The other ork wasn’t in the alley. Out here Seattle smelled like cigarette smoke and rotten eggs. Kat breathed in her city’s aroma. In the distance the Renraku Arcology dominated the skyline. She wondered for a moment what it must be like to grow up in the protective shell of a corporation, far from the gang bangers and street urchins that made up the Seattle she knew.

Kat heard a low sound, like a cross between a cry and a strangled growl, rising from beneath the dumpster. Glowing eyes stared back out at her. It was a kitten, a skinny thing with matted white fur. Kat smiled at the poor creature and rustled through her satchel until she found a half-eaten candy bar.
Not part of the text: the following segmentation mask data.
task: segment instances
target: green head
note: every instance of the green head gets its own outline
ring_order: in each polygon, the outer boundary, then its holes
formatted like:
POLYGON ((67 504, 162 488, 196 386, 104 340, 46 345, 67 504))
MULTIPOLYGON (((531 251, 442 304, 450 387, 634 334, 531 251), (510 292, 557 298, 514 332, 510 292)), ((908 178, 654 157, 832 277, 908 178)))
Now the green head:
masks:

“You look hungry.” Kat kept a hand on her stun baton. Even kittens could be dangerous things if you didn’t know how to deal with them. She left the bar on the ground. Cautiously the kitten came out to sniff at it. Satisfied, it licked at the chocolate greedily. Kat took a closer look. The kitten’s white fur wasn’t just matted. It was burned. Someone had put a flame to this kitten. She felt her stomach clench. Suddenly the kitten hissed at her. She took a half step backwards and tightened her grip on the stun baton. It hissed again, showing fangs, but it wasn’t looking at her.

Kat heard the footsteps then. The second ganger was right on top of her. She reflexively jabbed the stun baton into his gut. The baton sparked and the air filled with the stench of burning flesh. He went down to his knees, and she jabbed him again in the neck.

Kat turned back to look for that kitten. It was sitting beside the candy bar licking itself. She reached out for the kitten and it climbed into her arms.

“You saved my hoop, kitty. The least I could do is give you a bowl of milk.”